I've only fished the surf when there are some pretty good waves rolling in. Looks like next week their calling for flat water... what do ya do differently under those conditions? How do you read the surf if there's not much going on?


----------



## BananaSlug (May 12, 2014)

Was that a stupid question or what? Had nearly 100 views and no responses...


----------



## Salt Lines (Apr 4, 2013)

Not a stupid question. The pompano fishing is supposedly better when waves are churning up the bottom to expose and drag out sand fleas.

Flat water will make the fish more easy to spook, so you need to give them more room, try to disturb them less. Maybe use a smaller leader and be aware they can see everything better than normal


----------



## BananaSlug (May 12, 2014)

Hey thanks! I had wondered about them spooking easier... wouldn't have thought of a smaller leader though. I can't wait to get down there and do some fishing! I've gone the last few years and done pretty good catching what I'm after but I'm bringing a friend with me this time and want him to have the same success. The only problem with fishing the Gulf is it makes freshwater fishing a lot less fun haha.


----------



## GAjohn (May 23, 2012)

BananaSlug said:


> Hey thanks! I had wondered about them spooking easier... wouldn't have thought of a smaller leader though. I can't wait to get down there and do some fishing! I've gone the last few years and done pretty good catching what I'm after but I'm bringing a friend with me this time and want him to have the same success. The only problem with fishing the Gulf is it makes freshwater fishing a lot less fun haha.


In my experience fishing for reds is about the same when the gulf is churning or flat except that I seem to be able to catch some closer in when it's rough (first gut before the first bar). When on the yak in the surf I've seen reds schooled up just hangin out on the first bar.

Like salt lines said I'd size down on the leader and maybe use fluoro.


----------



## jcallaham (Dec 13, 2009)

when it's flat I try to cast into darker water . also try to get out farther. the next question is will the water clean up in the next few days? will the the catfish go away? will the bluefish ,spanish and ladyfish schools get within casting distance?
Seen black drum landed recently,they seem to like the dirty water. Red fish don't mind it either. when are the whiting going to show up?

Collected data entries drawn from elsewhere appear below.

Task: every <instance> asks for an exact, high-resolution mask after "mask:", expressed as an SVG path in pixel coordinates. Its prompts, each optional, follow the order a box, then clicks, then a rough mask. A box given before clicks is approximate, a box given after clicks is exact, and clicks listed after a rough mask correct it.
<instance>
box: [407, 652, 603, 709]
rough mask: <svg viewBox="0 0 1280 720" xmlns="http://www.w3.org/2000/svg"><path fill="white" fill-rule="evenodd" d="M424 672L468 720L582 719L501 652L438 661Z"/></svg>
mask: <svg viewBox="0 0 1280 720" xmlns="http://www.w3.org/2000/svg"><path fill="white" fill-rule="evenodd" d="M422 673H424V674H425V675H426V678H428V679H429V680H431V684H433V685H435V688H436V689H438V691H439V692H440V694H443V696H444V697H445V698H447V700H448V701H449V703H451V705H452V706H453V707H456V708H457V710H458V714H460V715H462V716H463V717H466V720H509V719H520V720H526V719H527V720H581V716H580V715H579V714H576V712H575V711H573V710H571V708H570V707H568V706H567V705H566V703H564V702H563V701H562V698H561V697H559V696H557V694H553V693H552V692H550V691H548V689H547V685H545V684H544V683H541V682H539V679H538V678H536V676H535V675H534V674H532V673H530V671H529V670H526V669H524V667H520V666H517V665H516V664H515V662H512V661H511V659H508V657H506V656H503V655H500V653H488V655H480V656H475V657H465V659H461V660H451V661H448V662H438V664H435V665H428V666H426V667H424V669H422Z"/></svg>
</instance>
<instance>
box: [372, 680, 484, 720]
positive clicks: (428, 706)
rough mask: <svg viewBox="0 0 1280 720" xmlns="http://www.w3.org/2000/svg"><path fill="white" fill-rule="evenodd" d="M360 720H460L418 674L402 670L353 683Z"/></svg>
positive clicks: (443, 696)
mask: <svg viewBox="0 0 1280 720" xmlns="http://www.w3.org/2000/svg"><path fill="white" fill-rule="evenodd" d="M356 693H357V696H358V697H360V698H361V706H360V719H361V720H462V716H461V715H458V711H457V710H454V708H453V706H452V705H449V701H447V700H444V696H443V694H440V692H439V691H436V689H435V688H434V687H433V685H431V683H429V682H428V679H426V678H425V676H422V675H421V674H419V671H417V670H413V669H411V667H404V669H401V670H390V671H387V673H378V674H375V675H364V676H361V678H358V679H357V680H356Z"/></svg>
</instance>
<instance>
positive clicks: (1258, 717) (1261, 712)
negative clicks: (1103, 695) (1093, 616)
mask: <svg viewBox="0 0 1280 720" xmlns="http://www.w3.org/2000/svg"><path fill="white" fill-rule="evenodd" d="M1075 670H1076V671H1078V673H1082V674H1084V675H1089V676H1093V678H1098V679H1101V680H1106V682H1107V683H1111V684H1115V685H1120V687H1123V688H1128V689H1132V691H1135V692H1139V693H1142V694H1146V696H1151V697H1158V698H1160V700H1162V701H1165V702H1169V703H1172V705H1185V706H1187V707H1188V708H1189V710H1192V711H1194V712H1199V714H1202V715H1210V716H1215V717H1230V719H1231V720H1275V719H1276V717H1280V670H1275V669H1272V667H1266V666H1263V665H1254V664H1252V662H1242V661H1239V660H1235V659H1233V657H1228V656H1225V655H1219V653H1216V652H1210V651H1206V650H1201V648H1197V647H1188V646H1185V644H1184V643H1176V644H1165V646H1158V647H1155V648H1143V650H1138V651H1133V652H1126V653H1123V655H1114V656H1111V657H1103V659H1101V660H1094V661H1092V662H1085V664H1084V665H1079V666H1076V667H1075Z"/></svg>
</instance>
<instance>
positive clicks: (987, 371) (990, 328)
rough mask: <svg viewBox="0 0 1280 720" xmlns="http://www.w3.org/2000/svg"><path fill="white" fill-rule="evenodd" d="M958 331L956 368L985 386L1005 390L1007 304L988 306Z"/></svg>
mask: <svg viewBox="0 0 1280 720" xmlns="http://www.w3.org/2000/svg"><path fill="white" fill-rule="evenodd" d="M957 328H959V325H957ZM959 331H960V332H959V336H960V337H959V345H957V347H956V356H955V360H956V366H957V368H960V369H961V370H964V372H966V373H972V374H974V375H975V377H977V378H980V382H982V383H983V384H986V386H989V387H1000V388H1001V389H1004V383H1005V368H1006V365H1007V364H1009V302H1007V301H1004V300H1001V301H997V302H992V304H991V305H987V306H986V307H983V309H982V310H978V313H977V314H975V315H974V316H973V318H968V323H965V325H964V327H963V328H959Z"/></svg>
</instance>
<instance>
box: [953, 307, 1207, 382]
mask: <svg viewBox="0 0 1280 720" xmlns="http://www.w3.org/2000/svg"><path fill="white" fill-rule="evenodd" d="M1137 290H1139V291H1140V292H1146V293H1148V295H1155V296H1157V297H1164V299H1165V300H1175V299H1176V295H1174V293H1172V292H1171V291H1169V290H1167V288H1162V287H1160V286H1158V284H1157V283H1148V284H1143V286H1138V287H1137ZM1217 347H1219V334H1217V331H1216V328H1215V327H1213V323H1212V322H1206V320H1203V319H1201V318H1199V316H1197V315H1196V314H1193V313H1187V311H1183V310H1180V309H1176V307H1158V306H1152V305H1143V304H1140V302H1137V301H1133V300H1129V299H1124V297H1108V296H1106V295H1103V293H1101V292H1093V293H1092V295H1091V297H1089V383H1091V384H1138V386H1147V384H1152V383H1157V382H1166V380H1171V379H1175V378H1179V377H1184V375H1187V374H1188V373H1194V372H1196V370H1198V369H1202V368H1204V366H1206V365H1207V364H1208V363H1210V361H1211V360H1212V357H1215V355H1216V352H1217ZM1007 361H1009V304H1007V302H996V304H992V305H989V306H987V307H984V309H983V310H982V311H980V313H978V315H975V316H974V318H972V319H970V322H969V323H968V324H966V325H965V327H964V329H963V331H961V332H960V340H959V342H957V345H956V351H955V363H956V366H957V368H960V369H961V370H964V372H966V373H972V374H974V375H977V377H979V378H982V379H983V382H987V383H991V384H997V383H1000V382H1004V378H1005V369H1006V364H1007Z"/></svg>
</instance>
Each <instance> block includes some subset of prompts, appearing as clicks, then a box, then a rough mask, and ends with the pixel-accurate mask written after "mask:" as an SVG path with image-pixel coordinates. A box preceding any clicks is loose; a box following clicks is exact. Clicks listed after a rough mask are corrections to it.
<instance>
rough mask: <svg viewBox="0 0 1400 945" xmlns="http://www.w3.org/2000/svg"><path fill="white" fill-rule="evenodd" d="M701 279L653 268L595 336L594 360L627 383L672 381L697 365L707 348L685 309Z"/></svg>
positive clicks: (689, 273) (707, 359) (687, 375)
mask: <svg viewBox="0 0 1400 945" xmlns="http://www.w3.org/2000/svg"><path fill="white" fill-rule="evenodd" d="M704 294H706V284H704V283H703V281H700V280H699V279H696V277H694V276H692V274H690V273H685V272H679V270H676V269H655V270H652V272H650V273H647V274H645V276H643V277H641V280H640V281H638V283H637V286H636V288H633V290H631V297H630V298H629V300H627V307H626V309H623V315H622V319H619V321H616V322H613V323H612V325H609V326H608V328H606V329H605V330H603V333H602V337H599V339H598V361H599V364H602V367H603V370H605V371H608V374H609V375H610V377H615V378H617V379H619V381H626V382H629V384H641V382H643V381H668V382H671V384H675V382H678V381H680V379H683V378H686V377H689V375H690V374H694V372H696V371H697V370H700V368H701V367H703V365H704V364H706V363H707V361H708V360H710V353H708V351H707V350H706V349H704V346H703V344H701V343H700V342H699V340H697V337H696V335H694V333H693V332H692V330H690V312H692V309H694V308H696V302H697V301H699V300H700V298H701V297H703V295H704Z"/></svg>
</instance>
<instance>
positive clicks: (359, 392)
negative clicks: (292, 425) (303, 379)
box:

when there is no surf might be a good time to stand on a ladder out on the sand bar.
Next week is my last week of fishing for two months,I am trying to think positively.


----------



## BananaSlug (May 12, 2014)

I'll take the advice to heart... much appreciated! I sure hope the water cleans up... I have a blast catching the above mentioned fish on light tackle. We'll have a couple of kayaks with us but I never intended on doing the majority of fishing from them. If we need to get a little further out though I guess we will. We'll just wave at our wives occasionally so they feel like we are hanging out with them lmao.


----------



## squirrel (Mar 19, 2012)

jcallaham said:


> when it's flat I try to cast into darker water . also try to get out farther. the next question is will the water clean up in the next few days? will the the catfish go away? will the bluefish ,spanish and ladyfish schools get within casting distance?
> Seen black drum landed recently,they seem to like the dirty water. Red fish don't mind it either. when are the whiting going to show up?
> 
> when there is no surf might be a good time to stand on a ladder out on the sand bar.
> Next week is my last week of fishing for two months,I am trying to think positively.


jcallaham, are you by chance fishing out of Ft Morgan?


----------



## jcallaham (Dec 13, 2009)

mostly Johnson beach. thought I'd try portofino today. pretty much got skunked,one of those really bad days. beautiful out there ,great conditions,just couldn't find fish to cooperate with me.
been seeing some good reports from the fort morgan area .maybe ought to put my AL licsense to some good use.


----------